You're right to note that sequentially-consistent load is an acquire load, but it has an additional requirement: sequentially-consistent load is also a part of the total global order for all seq_cst operations.

It comes into play when you're dealing with more than one atomic variable: individual modification orders of two atomics may appear in different relative order to different threads, unless sequential consistency is imposed.

Question 2

If you "relax" some ordering requirements of seq_cst, there's mo_acq_rel (and pure acquire and pure release).

Even more relaxed than that is mo_relaxed; no ordering wrt. anything else, just atomicity¹.

When compiling for most ISAs, a seq_cst load can use the same asm as acquire loads; we choose to make stores expensive, not loads. C/C++11 mappings to processors for ISAs including x86, POWER, ARMv7, ARMv8 includes 2 alternatives for some ISAs. To be compatible with each other, compilers for the same platform have to pick the same strategy, otherwise a seq_cst store in one function could maybe reorder with a seq_cst load in another function.

On a typical CPU where the memory model includes a store buffer and coherent cache, if you store and then reload in the same thread, seq_cst requires that you don't let the reload happen until after the store is globally visible to all threads. This means either a full barrier (including StoreLoad) after seq_cst stores or before seq_cst loads. Since cheap loads are more valuable than cheap stores, the usual mapping picks x86 mov + mfence for stores, for example. (Same applies for loading any other location; can't do that until the store commits. That's what Jeff Preshing's Memory Reordering Caught in the Act is about.)

This is a practical example of creating a global total order of operations on different variables that all threads can agree on. (x86 asm provides acquire for pure-load / release for pure-store, or seq_cst for lock-prefixed atomic RMW instructions. So Preshing's x86 asm example corresponds exactly to C++11 mo_release stores instead of mo_seq_cst.

ARMv8 / AArch64 is interesting: it has STLR (sequential-release store) and LDAR (acquire load). Instead of stalling all later loads until the store buffer drains and commits an STLR to L1d cache (global visibility), an implementation can be more efficient.

Waiting for flush only has to happen before an LDAR executes; other loads can execute, and even later stores can commit to L1d. (A sequential-release is still at minimum a one-way barrier). To be this efficient / weak, LDAR has to probe the store buffer to check for STLR stores. But if you can do that, mo_seq_cst stores can be significantly cheaper than on x86 if you don't do a seq_cst load of anything else right away after that.

On most other ISAs, the only option to recover sequential consistency is a full barrier instruction (after a store). This blocks all later loads and stores from happening until after all previous stores commit to L1d cache. But that's not what ISO C++ seq_cst implies or requires, it's just that only AArch64 has the capability to be as strong as ISO C++ requires but no stronger.
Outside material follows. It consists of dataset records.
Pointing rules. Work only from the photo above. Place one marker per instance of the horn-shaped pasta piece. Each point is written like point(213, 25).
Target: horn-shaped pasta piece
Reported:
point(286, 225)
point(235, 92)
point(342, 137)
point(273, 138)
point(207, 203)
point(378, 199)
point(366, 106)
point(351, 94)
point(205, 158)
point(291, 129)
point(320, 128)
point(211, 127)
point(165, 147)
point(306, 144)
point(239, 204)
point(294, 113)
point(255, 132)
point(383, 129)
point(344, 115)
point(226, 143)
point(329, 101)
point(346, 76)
(Compiling for many other weakly-ordered ISAs needs to promote acq / release to significantly stronger than needed, e.g. ARMv7 needs a full barrier for release stores.)

Footnote 1: (Like what you get in old pre-C++11 code using roll-your-own atomics using volatile without any barriers).

Question 3

And if that is true, and the default seq_cst means both, doesn't that mean a full fence

It absolutely does not mean both or "full fence" whatever that is.

seq_cst implies

acquire only on load operations
and release only on store operations.

So it implies both only on the operations that combine both: the RMW atomic operations.
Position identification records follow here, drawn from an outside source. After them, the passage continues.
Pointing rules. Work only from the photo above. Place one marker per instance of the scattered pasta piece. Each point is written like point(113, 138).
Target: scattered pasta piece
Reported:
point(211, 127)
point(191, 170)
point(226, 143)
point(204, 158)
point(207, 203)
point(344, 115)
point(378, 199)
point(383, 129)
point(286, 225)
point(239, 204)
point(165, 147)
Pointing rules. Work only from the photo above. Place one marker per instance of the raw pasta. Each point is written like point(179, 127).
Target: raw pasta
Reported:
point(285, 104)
Sequential consistency also means that these operations are globally ordered, that is: all operations marked seq_cst of the whole program are run in some sequential order, that is an order compatible with the sequencing of operations in each thread. It says nothing about the order of other atomic operations with respect to these "sequential" operations.

The intent of a seq_cst operation on an atomic object is not to provide a "fence" that would make all other memory operations sequential.